Subject Code/Name: PHRM30009 Drugs in Biomedical Experiments 

Workload:  There are two (1 hr) workshops and a practical (3 hrs) per week. The first workshop includes all students in the subject and is run in a theatre, whereas the second workshop precedes your particular practical class and is generally run in the lab.

Assessment:  A 20% mid-semester test, 40% exam, 40% continued assessment of pracs

Lectopia Enabled:  Yes, with screen capture for the workshops in a lecture theatre only.

Past exams available:  Two practice mid-semester tests with no solutions provided, one past exam with thoroughly worked solutions provided and a couple of practice questions with no solutions

Textbook Recommendation:  A laboratory manual is provided for free, but you need to purchase a laboratory notebook for about $20.

Lecturer(s): Michael Lew, Christine Keenan, Rosa McCarty, James Ziogas, Alastair Stewart, Tony Hughes, probably more

Year & Semester of Completion: 2016, Semester 1

Rating: 3/5

Your Mark/Grade: I scraped an H1

I'm reviewing this subject because the previous one is quite old and brief.

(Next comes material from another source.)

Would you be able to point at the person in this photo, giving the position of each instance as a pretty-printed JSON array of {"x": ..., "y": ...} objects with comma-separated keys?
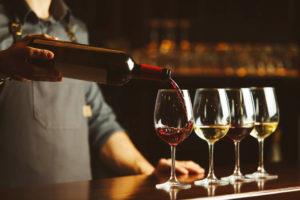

You don't need to have done any prior pharmacology to choose this subject, but it helps. Most students completing this subject are majoring in pharmacology or medicinal chemistry (since it is compulsory for them), but I included it as a part of a biochemistry/molecular biology major.

The best part of this subject is that there are no lectures, hence barely any content to "memorise". The workshops are just used for a bit of admin, to go through theory for the pracs (generally too detailed to actually be assessed but helps you understand what you are doing and why), or to go through the class results in detail (quite important).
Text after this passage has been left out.